Brian has been on my mind all day. Why? That question pops up all the time. I have always thought that things happen for a reason, even when you don't want to believe it. When bad things happen, communities unite, people stop worrying about the little things, and others learn life lessons. It often takes awhile to see the good or the lesson. I feel that there is a plan for us. What was Brian's? What purpose was there in his suffering? He was an amazing person and he hurt so much for so long. Was he meant to be an inspiration to us all? I can never truly know the answer to why such a wonderful person died so young with so much potential. What I can do is remember the person he was. I can appreciate beauty in small things and do what makes me happy. Tomorrow a high school gym will be packed with mourners to remember Brian. Maybe there, surrounded by people who know other sides of Brian, I will learn more about his kind personality and inspiring story.

Tuesday, November 18, 2008

Pride in my Country

I have been meaning to blog for the last two weeks. Finally, here I am. Almost two weeks ago, I sat in my living room and watched the results of the 2008 Presidential Election. Little bursts of excitement occurred within me with every gain for Obama. I knew that the polls said that he would win, but I never like to get myself too excited until it's official. I really wanted him to win. I had never been that excited about voting before, even though I've been doing it for the last six years. 

And then it was official...Barack Obama became the 44th president of the USA. I was so happy, so thrilled, so proud to be an American. I know it is horrible to say, but I honestly had not been proud of my American citizenship in a long time. Being abroad and informing others that you are an American is not always received positively. 

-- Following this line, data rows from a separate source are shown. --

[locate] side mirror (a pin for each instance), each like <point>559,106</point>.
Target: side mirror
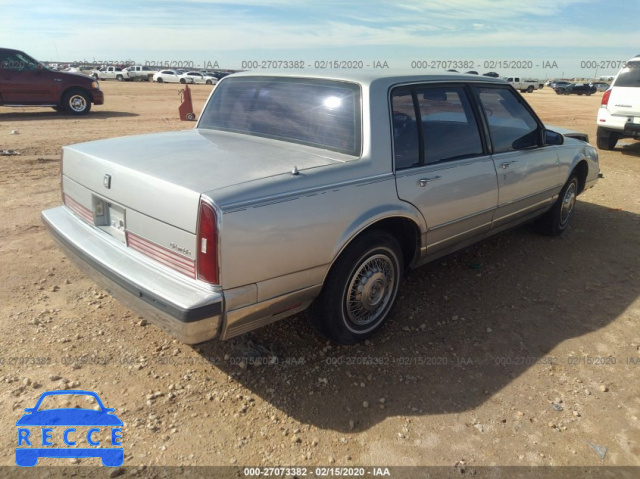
<point>553,138</point>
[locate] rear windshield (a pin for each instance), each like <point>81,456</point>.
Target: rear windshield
<point>321,113</point>
<point>629,75</point>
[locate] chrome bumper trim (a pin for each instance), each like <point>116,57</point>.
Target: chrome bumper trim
<point>191,314</point>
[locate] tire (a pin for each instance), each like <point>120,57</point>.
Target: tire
<point>555,221</point>
<point>77,102</point>
<point>360,290</point>
<point>606,140</point>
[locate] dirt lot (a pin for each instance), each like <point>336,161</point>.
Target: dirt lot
<point>524,350</point>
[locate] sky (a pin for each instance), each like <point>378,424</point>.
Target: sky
<point>540,38</point>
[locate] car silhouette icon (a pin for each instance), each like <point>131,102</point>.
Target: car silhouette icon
<point>36,431</point>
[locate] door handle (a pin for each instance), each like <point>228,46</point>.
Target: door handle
<point>426,181</point>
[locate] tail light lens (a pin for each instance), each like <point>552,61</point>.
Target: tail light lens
<point>208,244</point>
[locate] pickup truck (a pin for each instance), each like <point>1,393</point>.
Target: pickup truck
<point>523,85</point>
<point>110,73</point>
<point>311,192</point>
<point>139,73</point>
<point>24,81</point>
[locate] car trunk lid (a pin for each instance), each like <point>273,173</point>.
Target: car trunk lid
<point>163,175</point>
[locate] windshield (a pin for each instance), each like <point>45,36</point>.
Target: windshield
<point>61,401</point>
<point>320,113</point>
<point>629,75</point>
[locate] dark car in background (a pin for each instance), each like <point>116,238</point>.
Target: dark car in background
<point>25,81</point>
<point>576,89</point>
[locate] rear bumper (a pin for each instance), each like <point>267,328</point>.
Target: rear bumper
<point>623,124</point>
<point>188,311</point>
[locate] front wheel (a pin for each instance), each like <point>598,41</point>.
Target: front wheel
<point>360,290</point>
<point>77,102</point>
<point>556,220</point>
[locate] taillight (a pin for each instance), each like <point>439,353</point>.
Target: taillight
<point>208,244</point>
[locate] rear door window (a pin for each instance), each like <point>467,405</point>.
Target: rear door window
<point>433,124</point>
<point>512,126</point>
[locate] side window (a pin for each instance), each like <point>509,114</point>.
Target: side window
<point>449,127</point>
<point>406,140</point>
<point>18,62</point>
<point>511,125</point>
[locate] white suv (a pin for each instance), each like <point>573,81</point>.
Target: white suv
<point>619,113</point>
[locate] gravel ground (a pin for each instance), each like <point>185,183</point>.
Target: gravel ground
<point>521,351</point>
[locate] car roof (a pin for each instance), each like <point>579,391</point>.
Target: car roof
<point>368,77</point>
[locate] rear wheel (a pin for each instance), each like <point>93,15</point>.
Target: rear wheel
<point>360,290</point>
<point>606,140</point>
<point>77,102</point>
<point>556,220</point>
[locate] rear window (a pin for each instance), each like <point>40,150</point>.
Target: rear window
<point>321,113</point>
<point>629,76</point>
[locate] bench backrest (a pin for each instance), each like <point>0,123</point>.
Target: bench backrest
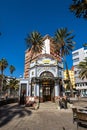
<point>82,116</point>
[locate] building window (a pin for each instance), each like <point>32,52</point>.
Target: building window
<point>75,54</point>
<point>32,90</point>
<point>76,60</point>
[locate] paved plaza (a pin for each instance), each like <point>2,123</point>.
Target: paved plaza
<point>15,117</point>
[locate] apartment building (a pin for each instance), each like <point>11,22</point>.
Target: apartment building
<point>78,56</point>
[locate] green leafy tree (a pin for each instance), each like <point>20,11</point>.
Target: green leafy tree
<point>79,8</point>
<point>34,42</point>
<point>64,44</point>
<point>83,69</point>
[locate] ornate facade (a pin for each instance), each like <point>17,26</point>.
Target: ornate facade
<point>43,75</point>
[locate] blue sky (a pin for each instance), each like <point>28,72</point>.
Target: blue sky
<point>20,17</point>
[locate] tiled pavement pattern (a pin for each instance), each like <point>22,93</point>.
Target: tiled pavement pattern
<point>15,117</point>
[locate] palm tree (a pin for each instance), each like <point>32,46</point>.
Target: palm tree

All of a sudden, the election took on a whole new meaning for me. I voted for Obama for several reasons, but none of them had to do with the fact that he is black. The realization that America elected a black president, only 40 years after the passage of the Civil Rights Amendment, caught me off guard.  I honestly thought that there were too many Americans who would not vote for a black president, which thoroughly disgusted me. I have been to the South several times and I have seen racism that I did not believe still existed to a large degree. Heck, I've seen it in my own community in the Midwest. Americans went out it huge numbers, many for the first time, to vote for a man who made history. Pride. I had so much pride in my country. It made me cry. I didn't expect it. It made me happy...I'm still in a good mood because of it :) I have a newfound respect for America and what it stands for. That does not change the fact that I want to live in France, but it does change the fact that I am proud of my country. What would  Frederick Douglass, Rosa Parks, or Martin Luther King, Jr. say if they were here to witness the election of 2008? Equality. I know we still have a long way to go, but this is definitely a huge hurdle. Awesome.